Écouter aussi « Uber Files » : comment le ministre Macron a aidé Uber en secret
Uber « crée un service que les Français plébiscitent », a également souligné la députée des Yvelines, qui a aussi assuré que, dans le mandat précédent du chef de l’Etat, « les droits sociaux des salariés de ces plates-formes [avaient été accrus] ». « Il n’y a pas de deal, il n’y a pas de contreparties » entre Uber et Emmanuel Macron, a-t-elle ajouté. En revanche, a-t-elle conclu, « il est le président qui a permis l’accueil d’un certain nombre d’entreprises, favorisé notre réindustrialisation et la création d’emplois ».
Du côté de l’extrême droite, le soutien apporté à Uber a déclenché l’ire du président par intérim du Rassemblement national, Jordan Bardella, qui a considéré sur Twitter : « C’était de notoriété publique, les “Uber Files” le démontrent une fois de plus : malgré le “en même temps” permanent, le parcours d’Emmanuel Macron a une cohérence, un fil rouge, servir des intérêts privés, souvent étrangers, avant les intérêts nationaux ». « Une commission d’enquête s’impose, a aussi considéré de son côté Gilbert Collard, président d’honneur de Reconquête !, le parti d’Eric Zemmour. Après les affaires Alstom, Benalla, McKinsey, voilà maintenant l’affaire des taxis de la magouille. »
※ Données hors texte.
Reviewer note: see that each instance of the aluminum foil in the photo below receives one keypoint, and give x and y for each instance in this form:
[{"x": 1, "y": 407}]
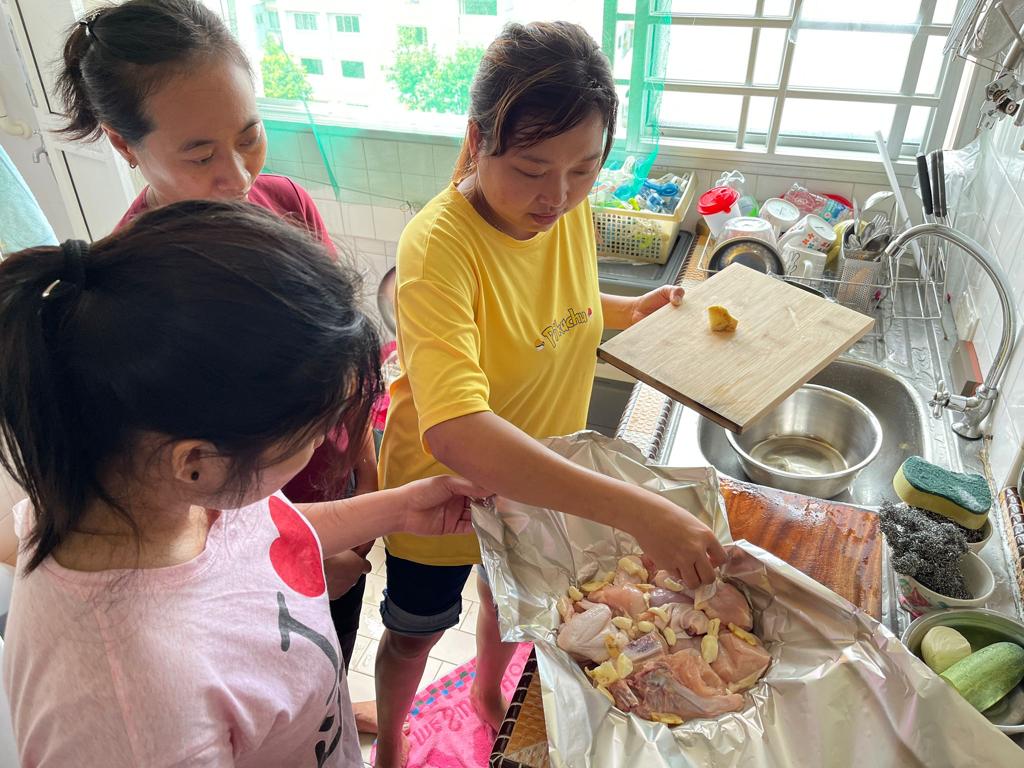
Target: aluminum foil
[{"x": 842, "y": 690}]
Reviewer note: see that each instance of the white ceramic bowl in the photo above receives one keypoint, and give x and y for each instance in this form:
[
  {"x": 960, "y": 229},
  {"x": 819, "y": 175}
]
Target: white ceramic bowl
[{"x": 916, "y": 599}]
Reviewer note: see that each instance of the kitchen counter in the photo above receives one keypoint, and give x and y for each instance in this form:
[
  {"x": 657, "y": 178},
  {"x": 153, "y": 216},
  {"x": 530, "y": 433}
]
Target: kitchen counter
[
  {"x": 800, "y": 529},
  {"x": 913, "y": 350}
]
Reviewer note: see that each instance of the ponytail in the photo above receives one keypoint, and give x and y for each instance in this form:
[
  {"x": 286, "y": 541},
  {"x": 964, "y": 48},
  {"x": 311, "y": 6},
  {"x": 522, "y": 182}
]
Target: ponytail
[
  {"x": 119, "y": 55},
  {"x": 81, "y": 118},
  {"x": 45, "y": 450},
  {"x": 537, "y": 81},
  {"x": 206, "y": 321}
]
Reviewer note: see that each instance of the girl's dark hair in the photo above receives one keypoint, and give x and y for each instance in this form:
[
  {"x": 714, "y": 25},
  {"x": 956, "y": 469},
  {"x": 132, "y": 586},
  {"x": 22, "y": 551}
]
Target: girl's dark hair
[
  {"x": 117, "y": 56},
  {"x": 537, "y": 81},
  {"x": 202, "y": 321}
]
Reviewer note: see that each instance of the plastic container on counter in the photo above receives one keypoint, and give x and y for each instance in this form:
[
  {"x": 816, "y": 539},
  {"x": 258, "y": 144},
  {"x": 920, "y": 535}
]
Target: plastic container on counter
[
  {"x": 749, "y": 226},
  {"x": 718, "y": 206}
]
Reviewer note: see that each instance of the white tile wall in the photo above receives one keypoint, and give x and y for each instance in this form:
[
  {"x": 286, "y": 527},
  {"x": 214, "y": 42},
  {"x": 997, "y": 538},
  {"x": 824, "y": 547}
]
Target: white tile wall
[{"x": 997, "y": 197}]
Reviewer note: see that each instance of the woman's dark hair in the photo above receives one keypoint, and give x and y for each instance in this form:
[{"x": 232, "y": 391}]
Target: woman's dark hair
[
  {"x": 117, "y": 56},
  {"x": 537, "y": 81},
  {"x": 202, "y": 321}
]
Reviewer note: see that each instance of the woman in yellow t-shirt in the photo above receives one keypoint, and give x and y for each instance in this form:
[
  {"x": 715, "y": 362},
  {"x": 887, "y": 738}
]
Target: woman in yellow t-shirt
[{"x": 499, "y": 320}]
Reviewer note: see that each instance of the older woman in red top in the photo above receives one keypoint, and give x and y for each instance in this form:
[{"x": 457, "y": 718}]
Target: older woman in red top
[{"x": 172, "y": 91}]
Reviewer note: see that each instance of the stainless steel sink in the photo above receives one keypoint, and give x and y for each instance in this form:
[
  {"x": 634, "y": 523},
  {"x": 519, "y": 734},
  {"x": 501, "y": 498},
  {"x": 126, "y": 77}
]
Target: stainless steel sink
[{"x": 896, "y": 406}]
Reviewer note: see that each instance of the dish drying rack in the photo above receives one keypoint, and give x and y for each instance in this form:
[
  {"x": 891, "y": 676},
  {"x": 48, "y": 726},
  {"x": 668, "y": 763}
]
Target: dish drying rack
[
  {"x": 990, "y": 35},
  {"x": 905, "y": 287}
]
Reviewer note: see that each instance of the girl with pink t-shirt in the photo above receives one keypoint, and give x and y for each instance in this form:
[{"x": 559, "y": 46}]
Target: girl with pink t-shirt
[{"x": 160, "y": 387}]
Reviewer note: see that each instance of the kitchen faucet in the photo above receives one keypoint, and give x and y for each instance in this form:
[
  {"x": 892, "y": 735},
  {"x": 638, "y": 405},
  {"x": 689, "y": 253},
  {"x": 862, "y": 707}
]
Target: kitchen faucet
[{"x": 976, "y": 408}]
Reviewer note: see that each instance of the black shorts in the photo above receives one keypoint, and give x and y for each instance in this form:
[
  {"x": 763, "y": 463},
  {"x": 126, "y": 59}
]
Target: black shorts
[{"x": 422, "y": 599}]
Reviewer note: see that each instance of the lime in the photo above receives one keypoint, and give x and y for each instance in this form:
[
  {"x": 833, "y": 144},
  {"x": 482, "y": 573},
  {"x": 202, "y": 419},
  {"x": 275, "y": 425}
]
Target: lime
[{"x": 942, "y": 647}]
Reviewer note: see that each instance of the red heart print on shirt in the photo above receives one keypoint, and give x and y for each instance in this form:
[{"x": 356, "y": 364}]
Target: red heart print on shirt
[{"x": 295, "y": 554}]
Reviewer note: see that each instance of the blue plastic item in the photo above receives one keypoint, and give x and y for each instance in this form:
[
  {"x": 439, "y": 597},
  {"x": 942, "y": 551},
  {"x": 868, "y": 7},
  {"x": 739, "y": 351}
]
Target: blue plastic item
[{"x": 668, "y": 189}]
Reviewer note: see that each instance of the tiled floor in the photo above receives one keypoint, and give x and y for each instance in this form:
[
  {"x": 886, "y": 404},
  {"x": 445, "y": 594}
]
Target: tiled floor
[{"x": 456, "y": 647}]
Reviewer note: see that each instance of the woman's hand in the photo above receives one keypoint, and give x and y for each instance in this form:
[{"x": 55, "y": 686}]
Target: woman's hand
[
  {"x": 437, "y": 506},
  {"x": 650, "y": 302},
  {"x": 621, "y": 311},
  {"x": 677, "y": 541}
]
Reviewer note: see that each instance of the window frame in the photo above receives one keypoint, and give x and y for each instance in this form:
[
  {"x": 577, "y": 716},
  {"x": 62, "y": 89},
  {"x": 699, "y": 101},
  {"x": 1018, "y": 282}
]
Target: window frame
[
  {"x": 363, "y": 69},
  {"x": 649, "y": 20},
  {"x": 348, "y": 19},
  {"x": 953, "y": 119},
  {"x": 308, "y": 16},
  {"x": 463, "y": 4},
  {"x": 304, "y": 62}
]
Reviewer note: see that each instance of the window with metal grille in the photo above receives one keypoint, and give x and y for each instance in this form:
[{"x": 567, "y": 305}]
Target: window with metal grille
[
  {"x": 479, "y": 7},
  {"x": 788, "y": 75},
  {"x": 353, "y": 70},
  {"x": 347, "y": 23},
  {"x": 306, "y": 22},
  {"x": 312, "y": 66}
]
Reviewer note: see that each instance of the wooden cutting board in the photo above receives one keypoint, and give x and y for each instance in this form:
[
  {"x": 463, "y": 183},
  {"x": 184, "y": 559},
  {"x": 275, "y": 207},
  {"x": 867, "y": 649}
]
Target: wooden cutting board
[
  {"x": 837, "y": 545},
  {"x": 785, "y": 336}
]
« Uber Files », une enquête internationale
« Uber Files » est une enquête reposant sur des milliers de documents internes à Uber adressés par une source anonyme au quotidien britannique The Guardian, et transmis au Consortium international des journalistes d’investigation (ICIJ) et à 42 médias partenaires, dont Le Monde.
Courriels, présentations, comptes rendus de réunion… Ces 124 000 documents, datés de 2013 à 2017, offrent une plongée rare dans les arcanes d’une start-up qui cherchait alors à s’implanter dans les métropoles du monde entier malgré un contexte réglementaire défavorable. Ils détaillent la manière dont Uber a utilisé, en France comme ailleurs, toutes les ficelles du lobbying pour tenter de faire évoluer la loi à son avantage.
Les « Uber Files » révèlent aussi comment le groupe californien, déterminé à s’imposer par le fait accompli et, au besoin, en opérant dans l’illégalité, a mis en œuvre des pratiques jouant volontairement avec les limites de la loi, ou pouvant s’apparenter à de l’obstruction judiciaire face aux enquêtes dont il faisait l’objet.